Pub Date : 2024-04-01 DOI: 10.1107/S2414314624003468
Florian Meurer , Michael Bodensteiner , Iliyan Kolev , M. Weil (Editor)

The crystal structure model of germacrone type II determined from single-crystal X-ray data is compared with that of a previous synchrotron X-ray powder study

The extraction and purification procedures, crystallization and crystal structure refinement (single-crystal X-ray data) of germacrone type II, C15H22O, are presented. The structural results are compared with a previous powder X-ray synchrotron study [Kaduk et al. (2022#). Powder Diffr. 37, 98–104], revealing significant improvements in terms of accuracy and precision. Hirshfeld atom refinement (HAR), as well as Hirshfeld surface analysis, give insight into the inter­molecular inter­actions of germacrone type II.

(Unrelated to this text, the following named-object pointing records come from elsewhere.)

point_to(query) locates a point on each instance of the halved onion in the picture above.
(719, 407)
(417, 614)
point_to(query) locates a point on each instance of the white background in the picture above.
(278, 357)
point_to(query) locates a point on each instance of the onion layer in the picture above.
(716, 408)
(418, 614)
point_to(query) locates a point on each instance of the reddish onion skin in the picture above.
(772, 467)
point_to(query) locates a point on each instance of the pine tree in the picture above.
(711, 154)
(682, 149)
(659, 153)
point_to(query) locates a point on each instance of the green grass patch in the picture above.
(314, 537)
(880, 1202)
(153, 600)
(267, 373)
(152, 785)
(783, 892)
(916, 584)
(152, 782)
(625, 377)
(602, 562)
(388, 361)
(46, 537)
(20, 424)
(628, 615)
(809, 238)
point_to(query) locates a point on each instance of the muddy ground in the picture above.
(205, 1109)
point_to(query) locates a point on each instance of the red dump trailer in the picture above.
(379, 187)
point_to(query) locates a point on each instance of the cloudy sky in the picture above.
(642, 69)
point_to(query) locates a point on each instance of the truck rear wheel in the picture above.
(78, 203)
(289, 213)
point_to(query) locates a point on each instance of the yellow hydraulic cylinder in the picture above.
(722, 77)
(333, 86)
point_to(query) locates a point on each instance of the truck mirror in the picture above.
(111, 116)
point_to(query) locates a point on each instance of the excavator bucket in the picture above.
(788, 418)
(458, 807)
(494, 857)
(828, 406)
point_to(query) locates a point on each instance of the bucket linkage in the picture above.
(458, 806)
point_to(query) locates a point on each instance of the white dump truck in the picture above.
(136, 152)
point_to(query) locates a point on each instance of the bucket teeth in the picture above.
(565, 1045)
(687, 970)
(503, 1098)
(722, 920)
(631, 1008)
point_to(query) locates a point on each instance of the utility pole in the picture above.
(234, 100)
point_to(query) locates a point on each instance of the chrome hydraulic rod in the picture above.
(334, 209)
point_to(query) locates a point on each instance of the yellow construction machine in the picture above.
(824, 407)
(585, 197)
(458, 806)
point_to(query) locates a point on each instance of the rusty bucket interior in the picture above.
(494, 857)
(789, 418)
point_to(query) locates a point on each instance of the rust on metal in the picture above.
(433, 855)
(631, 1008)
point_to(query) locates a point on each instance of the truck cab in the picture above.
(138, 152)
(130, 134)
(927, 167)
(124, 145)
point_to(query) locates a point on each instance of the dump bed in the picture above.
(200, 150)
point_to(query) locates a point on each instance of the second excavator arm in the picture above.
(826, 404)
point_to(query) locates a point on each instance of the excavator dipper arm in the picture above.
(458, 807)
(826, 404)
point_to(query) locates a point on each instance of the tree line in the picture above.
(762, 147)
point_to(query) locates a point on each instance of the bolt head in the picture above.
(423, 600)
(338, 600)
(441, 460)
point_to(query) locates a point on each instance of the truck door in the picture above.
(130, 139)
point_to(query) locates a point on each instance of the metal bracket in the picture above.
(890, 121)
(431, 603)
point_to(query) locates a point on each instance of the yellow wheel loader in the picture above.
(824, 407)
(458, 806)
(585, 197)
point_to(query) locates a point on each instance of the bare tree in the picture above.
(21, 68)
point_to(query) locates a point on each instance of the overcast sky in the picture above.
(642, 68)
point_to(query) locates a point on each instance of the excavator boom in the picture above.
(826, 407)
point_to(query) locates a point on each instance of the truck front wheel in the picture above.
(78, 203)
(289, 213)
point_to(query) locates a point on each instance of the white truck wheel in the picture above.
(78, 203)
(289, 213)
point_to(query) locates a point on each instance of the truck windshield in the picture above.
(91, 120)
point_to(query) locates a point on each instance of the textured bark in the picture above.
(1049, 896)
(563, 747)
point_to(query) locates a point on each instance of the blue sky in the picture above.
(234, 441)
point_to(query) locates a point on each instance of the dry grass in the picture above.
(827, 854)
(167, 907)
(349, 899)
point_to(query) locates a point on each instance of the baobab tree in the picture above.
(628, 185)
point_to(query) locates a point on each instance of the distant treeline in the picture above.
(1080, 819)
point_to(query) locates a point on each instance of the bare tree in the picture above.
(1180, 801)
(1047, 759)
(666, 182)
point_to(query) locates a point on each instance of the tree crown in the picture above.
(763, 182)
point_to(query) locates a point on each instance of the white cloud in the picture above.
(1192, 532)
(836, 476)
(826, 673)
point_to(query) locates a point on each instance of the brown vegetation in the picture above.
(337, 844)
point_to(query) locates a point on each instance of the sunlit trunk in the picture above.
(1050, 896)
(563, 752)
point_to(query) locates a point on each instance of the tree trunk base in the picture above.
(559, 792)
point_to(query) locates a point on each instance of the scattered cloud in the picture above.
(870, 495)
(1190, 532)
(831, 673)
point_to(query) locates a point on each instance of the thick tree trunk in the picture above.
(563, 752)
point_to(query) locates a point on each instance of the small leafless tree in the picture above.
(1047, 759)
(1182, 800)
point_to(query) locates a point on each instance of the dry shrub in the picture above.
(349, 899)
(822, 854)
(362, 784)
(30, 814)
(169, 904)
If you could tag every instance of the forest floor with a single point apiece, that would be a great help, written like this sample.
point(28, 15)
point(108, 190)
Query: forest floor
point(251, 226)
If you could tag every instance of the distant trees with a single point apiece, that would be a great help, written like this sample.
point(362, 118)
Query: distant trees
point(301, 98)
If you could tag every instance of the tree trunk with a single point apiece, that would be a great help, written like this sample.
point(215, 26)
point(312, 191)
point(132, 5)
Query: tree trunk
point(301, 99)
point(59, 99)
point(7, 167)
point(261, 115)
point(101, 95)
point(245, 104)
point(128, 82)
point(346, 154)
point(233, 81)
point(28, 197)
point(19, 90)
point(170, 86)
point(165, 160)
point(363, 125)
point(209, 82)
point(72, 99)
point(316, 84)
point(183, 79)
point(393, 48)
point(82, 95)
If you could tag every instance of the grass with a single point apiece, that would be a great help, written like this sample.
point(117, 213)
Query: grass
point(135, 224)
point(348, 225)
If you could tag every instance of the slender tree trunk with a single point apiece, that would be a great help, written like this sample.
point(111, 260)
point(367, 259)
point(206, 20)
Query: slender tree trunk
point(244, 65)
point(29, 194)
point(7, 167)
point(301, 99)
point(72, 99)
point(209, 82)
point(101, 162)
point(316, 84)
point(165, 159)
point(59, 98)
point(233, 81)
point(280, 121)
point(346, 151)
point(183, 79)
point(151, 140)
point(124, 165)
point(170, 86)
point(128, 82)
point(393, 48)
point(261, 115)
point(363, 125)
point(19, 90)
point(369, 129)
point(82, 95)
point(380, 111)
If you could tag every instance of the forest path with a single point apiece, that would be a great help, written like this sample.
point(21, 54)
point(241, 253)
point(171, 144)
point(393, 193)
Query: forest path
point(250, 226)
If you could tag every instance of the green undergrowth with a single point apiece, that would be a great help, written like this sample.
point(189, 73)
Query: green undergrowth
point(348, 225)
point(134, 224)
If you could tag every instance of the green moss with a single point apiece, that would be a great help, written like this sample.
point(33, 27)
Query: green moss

  1. Download : Download high-res image (238KB)
  2. Download : Download full-size image

本文介绍了 C15H22O 型胚芽鞘氨醇 II 的提取和纯化过程、结晶和晶体结构(单晶 X 射线数据)的完善。结构结果与之前的粉末 X 射线同步研究[Kaduk 等人 (2022 ▸). Powder Diffr. 37, 98-104]进行了比较,发现在准确性和精确度方面都有显著提高。Hirshfeld 原子细化 (HAR) 以及 Hirshfeld 表面分析深入揭示了胚芽鞘 II 型分子间的相互作用。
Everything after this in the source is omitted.